The US stock market has dropped over 6% in 2016. One question that keeps investors up at night is whether the economy is currently falling into a recession. A recent publication by Roger Farmer, economics professor at UCLA, suggests that the equity market crash caused the Great Recession and finds a stable connection between the real value of the stock market and the unemployment rate. (Click here to access this paper.) In light of these interesting findings, we would like to share some thoughts on this study.
First, this paper uses data from 1953 to 2011, but only finds significant result during sub-period 1979-2011. The author argues it’s due to the “Volcker disinflation”. When we replicate the test using an even more comprehensive dataset, the overall result became very weak. Therefore, the finding may be subject to sample selection and underlying economic condition, which could undermine the generalizability of this study.
The foundation of the paper is the Granger causality test, which statistically confirms the causal relationship between two events. In the sub-period between 1953 and 1979, Farmer finds that the stock market downturn causes the BAA spread to widen, which causes the unemployment rate to rise. This finding recalls a classic debate, which we can simplify this way: “If A causes B, and B causes C, does A cause C?” Maybe. However, Granger causality isn’t necessarily transitive, since econometric analysis relies heavily upon statistical significance, which may be weakened from A to C. Thus, without direct evidence of the causal relationship between the stock market and recession, Farmer’s thesis may only apply to a very limited period of history.
So, did the stock market actually cause the Great Recession? Sometimes the answer is right in front of our eyes. Let’s walk down memory lane and take a look at the financial crisis one more time.
As we can see from the graph above, the peak and trough of credit spreads proceed ahead of unemployment. For example, credit spreads reached their highest point in December 2008, before both the bottom of the S&P 500 and the peak of unemployment. While this order of events tends to confirm the finding that growing credit spreads cause unemployment to rise, it does not strongly support the argument that the stock market is the fundamental cause – the evidence would be more convincing if the stock market had bottomed first, before credit spread ticked upward.
From the perspective of empirical research, Farmer’s work lacks key control variables. Although the author controls for real GDP, real investment spending, the risk-free rate, and CPI, he excludes other important factors such as housing. If we added more control variables to the Granger test, would the result still persist? This paper doesn’t tell us. But a study on the causes of the Great Recession that doesn’t look at housing is truly a hard sell. It is likely that both the housing and credit market crises caused the stock market to decline during the Great Recession. The stock market crash could have been a by-product rather than the root cause.

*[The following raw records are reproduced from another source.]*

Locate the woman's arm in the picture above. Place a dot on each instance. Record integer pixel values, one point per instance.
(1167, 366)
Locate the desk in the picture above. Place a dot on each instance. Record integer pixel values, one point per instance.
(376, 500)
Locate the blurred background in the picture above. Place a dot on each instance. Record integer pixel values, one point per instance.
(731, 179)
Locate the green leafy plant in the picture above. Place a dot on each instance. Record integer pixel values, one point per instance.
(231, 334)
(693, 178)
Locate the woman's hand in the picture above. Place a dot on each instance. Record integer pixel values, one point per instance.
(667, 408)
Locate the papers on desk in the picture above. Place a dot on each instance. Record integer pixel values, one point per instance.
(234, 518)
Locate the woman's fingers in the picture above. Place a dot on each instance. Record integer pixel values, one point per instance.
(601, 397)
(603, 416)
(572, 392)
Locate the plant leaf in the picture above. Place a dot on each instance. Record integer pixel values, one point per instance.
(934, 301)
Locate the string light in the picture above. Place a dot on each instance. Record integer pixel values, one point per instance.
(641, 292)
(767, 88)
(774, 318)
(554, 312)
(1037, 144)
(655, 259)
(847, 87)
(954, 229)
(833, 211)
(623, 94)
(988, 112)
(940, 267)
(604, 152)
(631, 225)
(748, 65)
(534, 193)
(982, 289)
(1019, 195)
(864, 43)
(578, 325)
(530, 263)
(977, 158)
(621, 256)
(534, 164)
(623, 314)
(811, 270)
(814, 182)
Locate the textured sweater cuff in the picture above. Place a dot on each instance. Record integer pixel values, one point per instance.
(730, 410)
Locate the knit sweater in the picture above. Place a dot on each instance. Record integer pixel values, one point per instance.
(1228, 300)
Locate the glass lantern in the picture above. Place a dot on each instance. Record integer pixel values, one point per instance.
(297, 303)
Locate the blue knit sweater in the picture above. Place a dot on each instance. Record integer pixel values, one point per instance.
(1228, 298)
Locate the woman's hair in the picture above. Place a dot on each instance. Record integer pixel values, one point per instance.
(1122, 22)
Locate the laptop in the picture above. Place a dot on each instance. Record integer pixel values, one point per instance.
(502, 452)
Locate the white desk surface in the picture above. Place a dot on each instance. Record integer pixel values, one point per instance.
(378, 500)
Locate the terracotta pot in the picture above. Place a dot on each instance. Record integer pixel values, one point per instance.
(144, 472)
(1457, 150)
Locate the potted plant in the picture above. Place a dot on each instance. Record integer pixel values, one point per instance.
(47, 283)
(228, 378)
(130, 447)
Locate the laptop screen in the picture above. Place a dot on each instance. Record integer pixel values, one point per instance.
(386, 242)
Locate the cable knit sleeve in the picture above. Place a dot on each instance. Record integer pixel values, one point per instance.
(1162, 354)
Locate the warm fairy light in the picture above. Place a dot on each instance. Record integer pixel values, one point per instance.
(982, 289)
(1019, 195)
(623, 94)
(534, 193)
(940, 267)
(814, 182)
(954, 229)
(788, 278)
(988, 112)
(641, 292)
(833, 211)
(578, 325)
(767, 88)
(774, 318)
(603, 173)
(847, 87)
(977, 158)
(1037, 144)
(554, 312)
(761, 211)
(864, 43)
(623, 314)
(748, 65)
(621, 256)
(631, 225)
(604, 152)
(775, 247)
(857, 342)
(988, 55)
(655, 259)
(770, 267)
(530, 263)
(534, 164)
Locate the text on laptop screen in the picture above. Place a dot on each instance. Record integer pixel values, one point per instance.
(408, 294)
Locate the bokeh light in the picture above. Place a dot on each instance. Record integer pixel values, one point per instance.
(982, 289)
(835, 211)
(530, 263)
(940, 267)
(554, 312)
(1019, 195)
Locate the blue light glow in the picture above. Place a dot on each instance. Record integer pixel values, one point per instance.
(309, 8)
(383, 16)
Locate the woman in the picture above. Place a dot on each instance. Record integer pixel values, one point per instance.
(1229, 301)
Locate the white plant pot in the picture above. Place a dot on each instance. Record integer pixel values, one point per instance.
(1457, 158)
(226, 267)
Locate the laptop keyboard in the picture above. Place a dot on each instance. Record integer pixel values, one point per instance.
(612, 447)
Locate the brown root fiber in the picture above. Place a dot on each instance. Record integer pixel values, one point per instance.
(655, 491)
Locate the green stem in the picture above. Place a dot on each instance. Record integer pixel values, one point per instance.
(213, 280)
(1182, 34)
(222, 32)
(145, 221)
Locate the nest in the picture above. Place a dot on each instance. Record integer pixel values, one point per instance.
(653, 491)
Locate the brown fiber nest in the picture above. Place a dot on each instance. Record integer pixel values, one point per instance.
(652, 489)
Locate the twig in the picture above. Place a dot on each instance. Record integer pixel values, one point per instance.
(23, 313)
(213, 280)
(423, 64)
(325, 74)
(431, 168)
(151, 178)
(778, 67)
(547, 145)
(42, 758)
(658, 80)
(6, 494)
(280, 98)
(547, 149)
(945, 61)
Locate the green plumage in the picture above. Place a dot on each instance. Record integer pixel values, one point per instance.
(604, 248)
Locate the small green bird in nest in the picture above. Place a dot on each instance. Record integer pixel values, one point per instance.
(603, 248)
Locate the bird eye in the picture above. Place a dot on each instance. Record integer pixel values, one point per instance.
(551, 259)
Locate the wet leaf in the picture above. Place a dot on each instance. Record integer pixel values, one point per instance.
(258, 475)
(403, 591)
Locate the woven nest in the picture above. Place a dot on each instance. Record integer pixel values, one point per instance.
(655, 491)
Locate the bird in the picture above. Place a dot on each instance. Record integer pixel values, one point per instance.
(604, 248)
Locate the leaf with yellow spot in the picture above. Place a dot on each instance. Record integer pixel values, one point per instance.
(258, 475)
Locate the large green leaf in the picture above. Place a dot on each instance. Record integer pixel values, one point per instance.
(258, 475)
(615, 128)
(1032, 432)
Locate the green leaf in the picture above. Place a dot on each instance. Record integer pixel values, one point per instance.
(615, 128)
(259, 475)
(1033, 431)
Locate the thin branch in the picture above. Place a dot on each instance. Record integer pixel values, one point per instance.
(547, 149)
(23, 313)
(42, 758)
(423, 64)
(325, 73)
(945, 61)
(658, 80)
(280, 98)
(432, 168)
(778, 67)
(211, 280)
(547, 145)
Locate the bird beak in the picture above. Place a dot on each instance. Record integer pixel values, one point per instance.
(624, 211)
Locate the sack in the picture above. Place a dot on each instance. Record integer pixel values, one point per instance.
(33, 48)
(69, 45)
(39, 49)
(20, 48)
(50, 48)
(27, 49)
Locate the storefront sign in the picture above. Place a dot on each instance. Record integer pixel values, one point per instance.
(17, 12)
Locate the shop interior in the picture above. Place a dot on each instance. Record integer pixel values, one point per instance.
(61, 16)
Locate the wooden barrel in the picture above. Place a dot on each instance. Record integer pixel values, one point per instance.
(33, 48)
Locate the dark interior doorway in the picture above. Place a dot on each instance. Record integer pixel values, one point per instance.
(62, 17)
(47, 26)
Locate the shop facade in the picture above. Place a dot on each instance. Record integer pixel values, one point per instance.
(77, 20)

Farmer’s model design also raises some questions. The S&P 500 is deflated by the author’s proprietary variable money wage. But as we learned in Econ 101, wages are significantly related to unemployment. Although the purpose of the data transformation performed in the paper is to meet the stationarity requirement, could it be that money wage deflation rather than the stock market plunge caused the unemployment rise in the Granger causality test? The author didn’t rule out this possibility. We replicated this test using more comprehensive data and took out the money wage deflator, we did not find significant causality between the stock market and rising unemployment.
In summary, Farmer’s paper would be a more convincing story if we had direct evidence of causality between stock market performance and the recession. However, this question has a long history of going unanswered. As Paul Samuelson once quipped, the stock market has forecast nine of the last five recessions.